After travelling 200 miles to the lovely countryside of Pembrokeshire, I soon felt at home surrounded by 200 Boer goats. Posie, Mimi, Bluebell, Dandellion, Curley, Rosie, Ian, Oak, Bruce… I was already looking forward to name the new arrivals during my stay.
2 crazy dogs, Gyppy (who soon became my number 1 fan) and Mossy greeted me with wagging tails as I took my suitcase into my new bedroom and got ready to have a tour of the goat farm. Unsurprisingly, I fell in love with the place on day 1 as Meg, Damo, and Jude warmly invited me into the moat goat family. I wished my mum farewell and warned her that the likelihood of never wanting to travel back to Lancashire was high. The village of New Moat was my home for now!

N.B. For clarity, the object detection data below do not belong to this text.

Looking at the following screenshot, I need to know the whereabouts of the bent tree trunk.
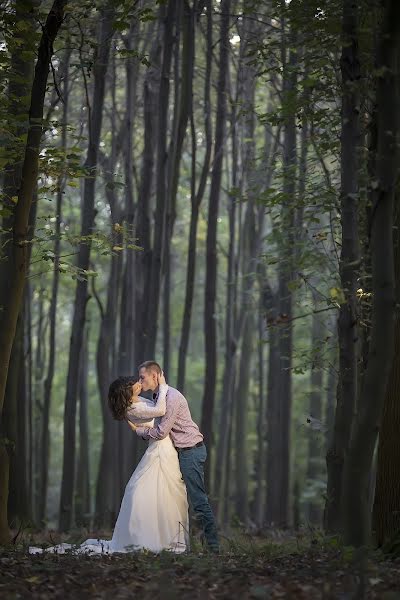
[0,0,67,544]
[342,0,400,546]
[201,0,231,484]
[59,8,114,531]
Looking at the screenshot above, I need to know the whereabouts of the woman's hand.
[132,381,142,398]
[126,419,137,431]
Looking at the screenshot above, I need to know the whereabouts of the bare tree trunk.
[38,49,71,522]
[135,21,162,364]
[324,0,360,532]
[213,71,239,521]
[270,21,297,527]
[0,0,67,544]
[59,8,114,531]
[373,192,400,546]
[95,60,123,527]
[262,276,281,525]
[75,327,90,526]
[145,0,177,359]
[253,304,266,528]
[307,287,324,525]
[201,0,231,485]
[342,0,400,546]
[117,18,139,500]
[177,0,212,392]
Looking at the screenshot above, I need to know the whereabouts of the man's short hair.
[138,360,162,375]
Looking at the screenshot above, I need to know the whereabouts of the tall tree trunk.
[269,18,297,527]
[253,302,266,528]
[146,0,177,359]
[59,8,114,531]
[177,0,212,392]
[75,327,90,526]
[38,49,71,523]
[117,18,139,499]
[0,0,67,544]
[307,287,323,525]
[201,0,231,485]
[262,276,281,525]
[95,60,123,527]
[373,192,400,546]
[342,0,400,546]
[135,22,162,364]
[324,0,360,532]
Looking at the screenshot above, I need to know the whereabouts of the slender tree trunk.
[59,8,114,531]
[373,192,400,546]
[0,0,67,544]
[145,0,177,359]
[75,327,90,526]
[324,0,360,532]
[270,22,297,527]
[38,49,71,522]
[253,304,266,528]
[342,0,400,546]
[201,0,231,484]
[177,0,212,392]
[117,19,139,498]
[135,22,162,364]
[307,287,324,525]
[262,276,281,525]
[95,61,123,527]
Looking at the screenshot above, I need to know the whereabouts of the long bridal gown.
[29,385,189,554]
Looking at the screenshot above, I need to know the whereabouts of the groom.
[129,360,219,553]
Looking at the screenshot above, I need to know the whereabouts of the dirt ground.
[0,536,400,600]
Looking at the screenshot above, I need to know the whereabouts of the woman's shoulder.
[128,396,154,412]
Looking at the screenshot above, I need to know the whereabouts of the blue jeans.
[177,445,219,550]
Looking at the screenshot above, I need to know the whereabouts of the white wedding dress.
[29,385,189,554]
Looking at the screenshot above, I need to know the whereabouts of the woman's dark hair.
[138,360,162,375]
[108,376,136,421]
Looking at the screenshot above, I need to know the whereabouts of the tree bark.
[75,327,91,527]
[201,0,231,485]
[373,198,400,546]
[37,49,71,523]
[324,0,360,532]
[0,0,67,544]
[307,287,324,526]
[269,21,297,527]
[342,0,400,546]
[177,0,212,393]
[145,0,177,359]
[59,8,114,531]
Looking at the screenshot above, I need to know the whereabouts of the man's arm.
[129,383,168,419]
[136,397,179,440]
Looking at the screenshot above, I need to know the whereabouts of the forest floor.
[0,533,400,600]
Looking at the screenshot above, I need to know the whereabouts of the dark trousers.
[177,445,219,550]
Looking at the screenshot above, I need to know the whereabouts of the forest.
[0,0,400,598]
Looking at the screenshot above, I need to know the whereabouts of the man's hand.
[126,419,137,431]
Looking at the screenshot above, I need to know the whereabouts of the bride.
[29,375,189,554]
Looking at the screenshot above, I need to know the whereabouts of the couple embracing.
[30,361,219,554]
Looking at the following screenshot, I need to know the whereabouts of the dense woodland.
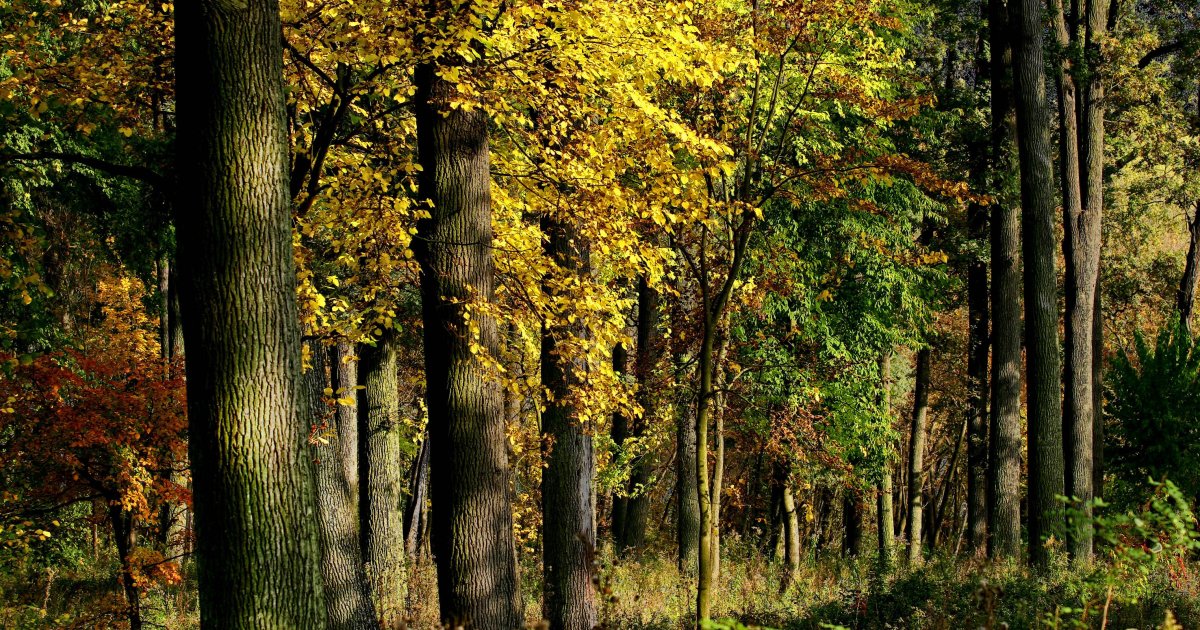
[0,0,1200,630]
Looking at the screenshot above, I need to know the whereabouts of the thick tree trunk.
[780,467,800,588]
[414,65,523,630]
[908,348,930,564]
[1010,0,1064,564]
[541,217,597,630]
[988,0,1021,558]
[358,329,404,630]
[967,198,989,554]
[622,276,662,550]
[1175,202,1200,335]
[305,343,379,630]
[175,0,325,629]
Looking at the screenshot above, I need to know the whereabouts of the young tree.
[175,0,326,628]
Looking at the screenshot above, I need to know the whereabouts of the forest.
[0,0,1200,630]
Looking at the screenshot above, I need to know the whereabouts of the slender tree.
[413,64,523,630]
[358,329,406,630]
[175,0,325,628]
[908,347,931,564]
[305,342,379,630]
[1009,0,1063,564]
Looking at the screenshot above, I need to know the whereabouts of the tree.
[1009,0,1063,564]
[175,0,325,628]
[414,60,522,630]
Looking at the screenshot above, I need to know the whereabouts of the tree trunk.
[841,487,866,558]
[329,341,361,511]
[358,329,404,630]
[780,467,800,588]
[988,0,1021,558]
[108,502,142,630]
[908,348,930,564]
[541,217,597,630]
[623,276,662,550]
[175,0,325,629]
[305,343,379,630]
[676,379,700,572]
[1010,0,1063,564]
[875,350,896,566]
[1175,202,1200,335]
[404,434,430,563]
[414,64,523,630]
[967,198,989,554]
[610,343,629,550]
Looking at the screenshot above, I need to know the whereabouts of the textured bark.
[908,348,930,564]
[967,196,989,554]
[329,341,360,508]
[175,0,325,630]
[404,436,430,562]
[608,343,629,550]
[414,65,523,630]
[1010,0,1063,564]
[988,0,1021,558]
[780,467,800,588]
[305,343,379,630]
[1175,202,1200,335]
[1051,0,1109,558]
[541,217,597,630]
[358,329,404,630]
[676,379,700,571]
[620,276,662,550]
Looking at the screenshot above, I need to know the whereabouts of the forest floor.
[0,540,1200,630]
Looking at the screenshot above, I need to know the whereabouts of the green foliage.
[1105,318,1200,503]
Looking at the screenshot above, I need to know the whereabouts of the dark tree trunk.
[908,348,930,564]
[404,436,430,562]
[305,343,379,630]
[1010,0,1064,564]
[841,487,866,558]
[622,276,662,550]
[175,0,325,629]
[676,379,700,572]
[108,502,142,630]
[358,329,404,630]
[541,217,600,630]
[967,198,989,554]
[988,0,1021,558]
[414,65,523,630]
[329,341,361,511]
[610,343,629,551]
[1175,202,1200,335]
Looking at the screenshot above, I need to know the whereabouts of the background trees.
[7,0,1198,628]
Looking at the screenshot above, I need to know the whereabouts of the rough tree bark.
[413,64,523,630]
[175,0,325,629]
[620,276,662,550]
[305,343,379,630]
[908,348,930,564]
[541,217,597,630]
[1009,0,1064,564]
[358,329,406,630]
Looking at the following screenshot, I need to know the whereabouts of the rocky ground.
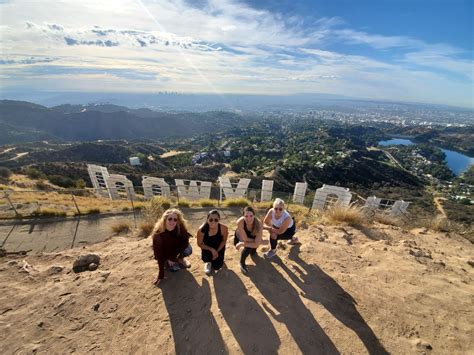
[0,224,474,354]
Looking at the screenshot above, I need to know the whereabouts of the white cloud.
[0,0,473,106]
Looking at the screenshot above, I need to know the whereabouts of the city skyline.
[0,0,474,108]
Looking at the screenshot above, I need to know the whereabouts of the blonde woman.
[151,208,193,286]
[234,206,263,275]
[263,198,298,259]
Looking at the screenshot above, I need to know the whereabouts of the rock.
[48,266,64,275]
[72,254,100,273]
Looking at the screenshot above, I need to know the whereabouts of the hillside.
[0,224,474,354]
[0,100,250,145]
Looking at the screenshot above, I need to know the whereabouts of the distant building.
[130,157,140,166]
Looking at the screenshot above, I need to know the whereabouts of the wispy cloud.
[0,0,473,106]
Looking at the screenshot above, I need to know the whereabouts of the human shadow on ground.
[250,257,339,354]
[158,270,227,354]
[214,269,280,354]
[286,246,389,354]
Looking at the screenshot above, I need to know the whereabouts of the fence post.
[3,192,20,217]
[71,191,81,216]
[128,187,137,228]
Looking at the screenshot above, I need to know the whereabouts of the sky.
[0,0,474,109]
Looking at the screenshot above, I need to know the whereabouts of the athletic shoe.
[286,237,300,245]
[263,249,276,259]
[170,263,181,272]
[204,263,212,275]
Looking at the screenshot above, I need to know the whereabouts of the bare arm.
[196,224,214,253]
[237,217,250,243]
[273,216,291,235]
[263,209,273,232]
[217,224,229,252]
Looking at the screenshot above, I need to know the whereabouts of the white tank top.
[272,209,293,228]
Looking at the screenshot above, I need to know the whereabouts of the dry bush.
[110,221,131,234]
[222,197,251,207]
[139,198,165,237]
[33,208,67,217]
[193,198,219,207]
[322,206,366,226]
[150,196,171,210]
[178,198,191,207]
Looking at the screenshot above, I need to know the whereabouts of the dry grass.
[192,198,219,207]
[139,198,165,237]
[110,221,131,234]
[178,198,191,208]
[322,206,366,226]
[33,208,67,218]
[222,197,251,207]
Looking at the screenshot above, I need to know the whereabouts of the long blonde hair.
[151,208,189,237]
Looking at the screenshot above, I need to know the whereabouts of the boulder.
[72,254,100,273]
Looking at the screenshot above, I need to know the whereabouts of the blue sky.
[0,0,474,108]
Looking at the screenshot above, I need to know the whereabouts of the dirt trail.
[0,221,474,354]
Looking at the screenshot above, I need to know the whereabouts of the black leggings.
[201,247,225,270]
[270,221,296,250]
[234,232,257,265]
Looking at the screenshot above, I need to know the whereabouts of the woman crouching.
[197,210,229,275]
[234,206,263,275]
[151,208,193,286]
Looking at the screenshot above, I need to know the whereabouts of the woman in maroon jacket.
[151,208,193,286]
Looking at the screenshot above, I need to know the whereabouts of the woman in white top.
[263,198,298,258]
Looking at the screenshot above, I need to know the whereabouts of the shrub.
[110,222,131,234]
[139,197,164,237]
[178,198,191,207]
[196,198,219,207]
[35,180,48,191]
[150,196,171,210]
[24,166,46,179]
[48,175,76,188]
[33,208,67,217]
[75,179,86,189]
[0,166,12,179]
[323,206,365,226]
[222,197,250,207]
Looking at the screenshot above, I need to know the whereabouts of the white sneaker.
[263,249,276,259]
[204,263,212,275]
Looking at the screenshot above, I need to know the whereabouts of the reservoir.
[379,138,474,176]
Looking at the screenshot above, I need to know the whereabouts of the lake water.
[379,138,474,176]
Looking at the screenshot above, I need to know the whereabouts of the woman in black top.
[197,210,229,275]
[234,206,263,275]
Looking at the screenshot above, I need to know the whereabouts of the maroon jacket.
[153,228,190,279]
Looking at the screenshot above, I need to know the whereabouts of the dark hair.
[201,209,221,233]
[207,209,221,219]
[242,206,262,235]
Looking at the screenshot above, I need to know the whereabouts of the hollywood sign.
[87,165,410,216]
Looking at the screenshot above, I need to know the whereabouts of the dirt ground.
[0,221,474,354]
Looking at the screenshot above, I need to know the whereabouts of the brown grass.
[222,197,251,207]
[110,221,131,234]
[322,206,365,226]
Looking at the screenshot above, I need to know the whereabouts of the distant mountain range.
[0,100,250,145]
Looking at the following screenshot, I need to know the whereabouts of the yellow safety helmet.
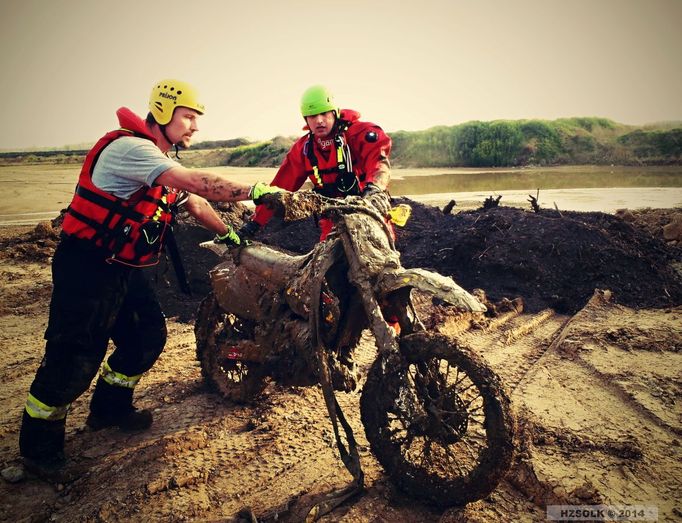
[149,79,204,125]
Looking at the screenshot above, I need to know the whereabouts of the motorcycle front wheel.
[360,332,514,507]
[194,293,266,403]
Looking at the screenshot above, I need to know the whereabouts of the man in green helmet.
[240,85,391,240]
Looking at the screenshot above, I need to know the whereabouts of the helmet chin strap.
[159,125,180,160]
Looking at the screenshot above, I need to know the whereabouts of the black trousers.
[30,238,167,407]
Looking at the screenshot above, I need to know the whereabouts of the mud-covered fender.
[378,269,487,312]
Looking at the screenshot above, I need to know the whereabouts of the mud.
[0,200,682,522]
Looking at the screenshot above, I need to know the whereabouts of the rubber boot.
[85,378,154,432]
[19,410,75,483]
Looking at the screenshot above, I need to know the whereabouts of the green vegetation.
[0,118,682,167]
[391,118,682,167]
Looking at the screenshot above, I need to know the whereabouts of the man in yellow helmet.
[240,85,391,240]
[19,79,280,481]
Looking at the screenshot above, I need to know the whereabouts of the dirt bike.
[195,192,514,507]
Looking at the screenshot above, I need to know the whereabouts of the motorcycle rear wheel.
[194,293,267,403]
[360,332,514,507]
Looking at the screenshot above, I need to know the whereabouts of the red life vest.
[303,114,371,198]
[62,108,178,267]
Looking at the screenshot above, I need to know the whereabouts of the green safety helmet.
[149,79,204,125]
[301,85,339,118]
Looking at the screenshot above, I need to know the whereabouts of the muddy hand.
[249,182,284,206]
[213,224,251,247]
[362,183,391,216]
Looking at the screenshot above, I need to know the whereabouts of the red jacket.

Meg and I travelled to purchase hay racks, with a busy 2 weeks of kidding on the horizon we needed to set up individual pens for the does due to give birth in the upcoming days. Fortunately, the due dates were more than often spot on, so the goats had the comfort of their own space on their kid(s) arrival.
Betys and Jolly Roger were born to a doeling in the early hours before I arrived. Baby monitors hooked the house up to the noises of the second stage of labour- groaning does and screeching new born kids. (I definitely jinxed myself by thinking that assisting the delivery of kids at 1am and 3am on placement sounded exciting).
I topped up the kids with day 0 defrosted colostrum to ensure that they had a sufficient volume of colostrum to recieve passive immunity vital for the first 3 weeks of their life as they will have a high immunoglobulin concentration. I learned that leaving the bottle to thaw in a bowl of warm water is the best way to prevent the antibodies from denaturing. (A-level biology comes in handy to understand the concept of disruption of hydrogen bonds by increased kinetic energy and vibrations, which alters the tertiary structure of the protein).
Tickling the goat’s bum could make the most defiant kid suck from the bottle, mimicking the doe licking stimulates a suck reflex… Magic.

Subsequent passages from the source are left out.